00:29:00.000 Many simply measure overall time for benchmarks, but CPU usage is crucial as well. It reflects how much energy is consumed during benchmark execution. There is no notable difference in CPU and wall time for micro-benchmarks, except MJIT.

00:29:35.000 MJIT generates machine code using GCC or LLVM in parallel with Ruby program execution. Both GCC and LLVM apply many optimizations, consuming a substantial amount of time in the process.

00:30:05.000 The maximum resident memory used by the fast interpreter relative to the basic interpreter shows that MJIT consumes significantly more memory in several instances.

00:30:35.000 In many cases, memory is not utilized fully. I believe that this behavior of MJIT can be optimized in the future.

00:31:15.000 I have the results for Ruby's odd characters when using 3000 frames. As you can see, the specialized internal representation provides a modest 39% improvement.

00:31:50.000 In the optimized version of the 'opt_carrot' benchmark, the specialized internal representation demonstrates impressive performance during execution, ranking just behind the MIR-based JIT.
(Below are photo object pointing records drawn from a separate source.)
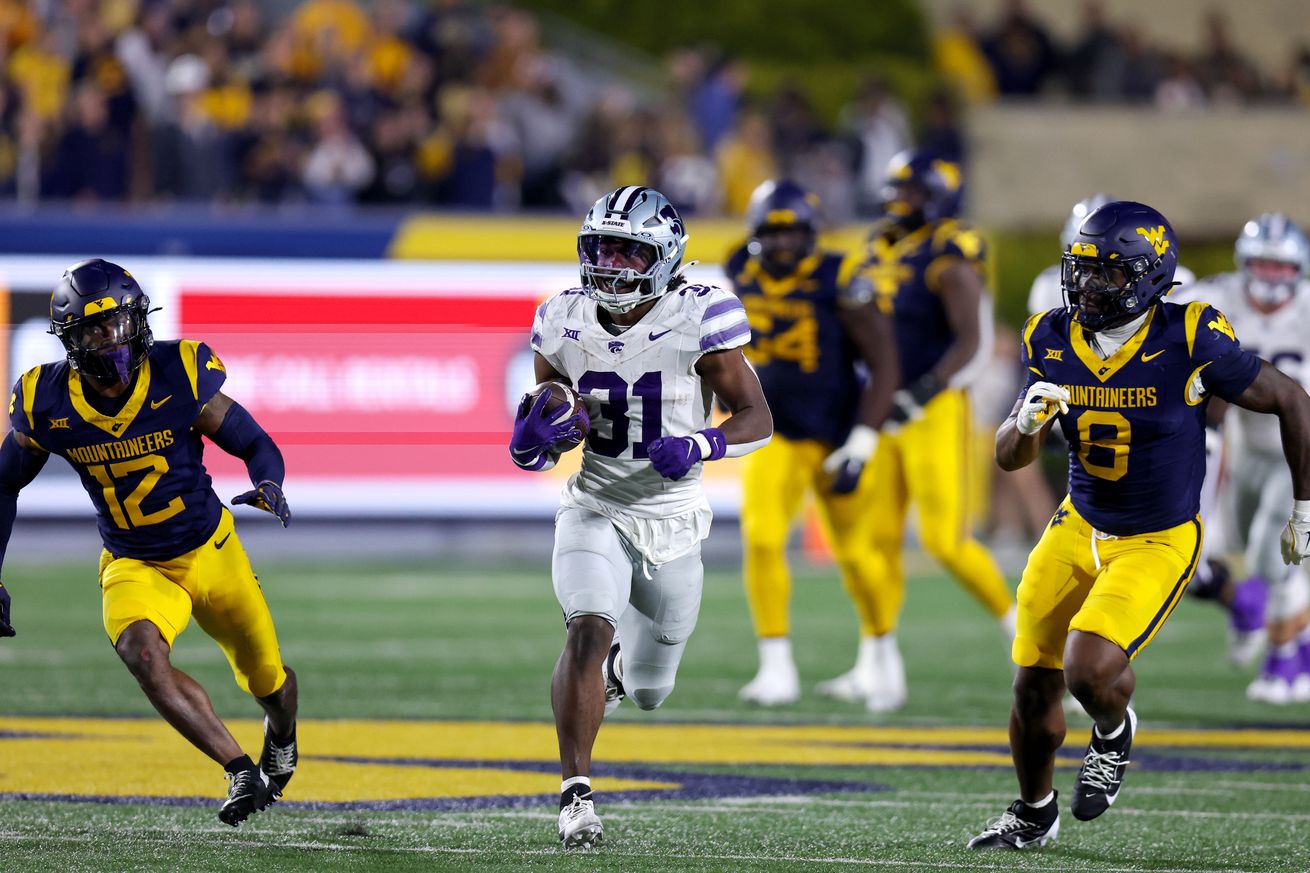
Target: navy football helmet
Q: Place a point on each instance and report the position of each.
(1119, 264)
(784, 220)
(98, 313)
(1273, 256)
(922, 186)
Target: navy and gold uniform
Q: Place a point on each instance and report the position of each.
(1120, 549)
(926, 460)
(170, 549)
(807, 367)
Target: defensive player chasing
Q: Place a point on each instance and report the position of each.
(808, 333)
(127, 413)
(1268, 303)
(1128, 375)
(926, 271)
(650, 351)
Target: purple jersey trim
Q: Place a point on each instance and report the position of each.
(722, 307)
(739, 329)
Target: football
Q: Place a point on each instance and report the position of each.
(563, 403)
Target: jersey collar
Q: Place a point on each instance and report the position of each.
(1104, 370)
(112, 425)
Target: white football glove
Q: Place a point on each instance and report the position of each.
(1039, 405)
(845, 464)
(1296, 535)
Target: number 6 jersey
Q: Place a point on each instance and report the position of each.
(136, 454)
(1136, 421)
(638, 384)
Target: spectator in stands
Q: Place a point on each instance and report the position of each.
(746, 160)
(1091, 68)
(338, 165)
(91, 160)
(959, 58)
(1021, 53)
(1226, 74)
(877, 125)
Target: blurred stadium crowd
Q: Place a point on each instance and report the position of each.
(460, 105)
00:32:30.000 The decrease in performance regarding calls specialization in the interpreter is a significant factor contributing to these results.

00:32:55.000 I did not investigate the reasons for MJIT's low performance in this benchmark, but I suspect that the MJIT memory pool might be insufficient for optimized 'odd character' handling.

00:33:40.000 The faster CRuby interpreter is merely an early prototype, and much work remains to be done. As it stands, it currently contains many bugs, and I have several ideas for enhancing the interpreter's performance further.

00:34:30.000 The beauty of the specialized internal representation is that it's not a part of the CRuby API and can be easily modified. For instance, when object shapes are introduced, this flexibility allows for experimentation and innovation.

00:35:10.000 I aim to finalize much of the interpreter's work this year. As for the MIR-based JIT, there are potentially even greater challenges to overcome and many bugs to address to produce improved code.

00:35:40.000 Currently, I view the specialized internal representation and MIR-based JIT more as research projects than as production-ready solutions.

00:36:20.000 Due to the significant technical debt I am facing, I likely cannot guarantee the maintenance and adaptation of this code for future versions of CRuby.

00:36:50.000 Anyone is welcome to use and modify my code for any purpose, and I sincerely encourage this. I can offer some assistance, but I cannot commit to ongoing work in this area.

00:37:30.000 For the time being, I intend to focus on the work and maintenance of the MIR project itself.

00:38:00.000 I hope this presentation has been informative and useful. Thank you.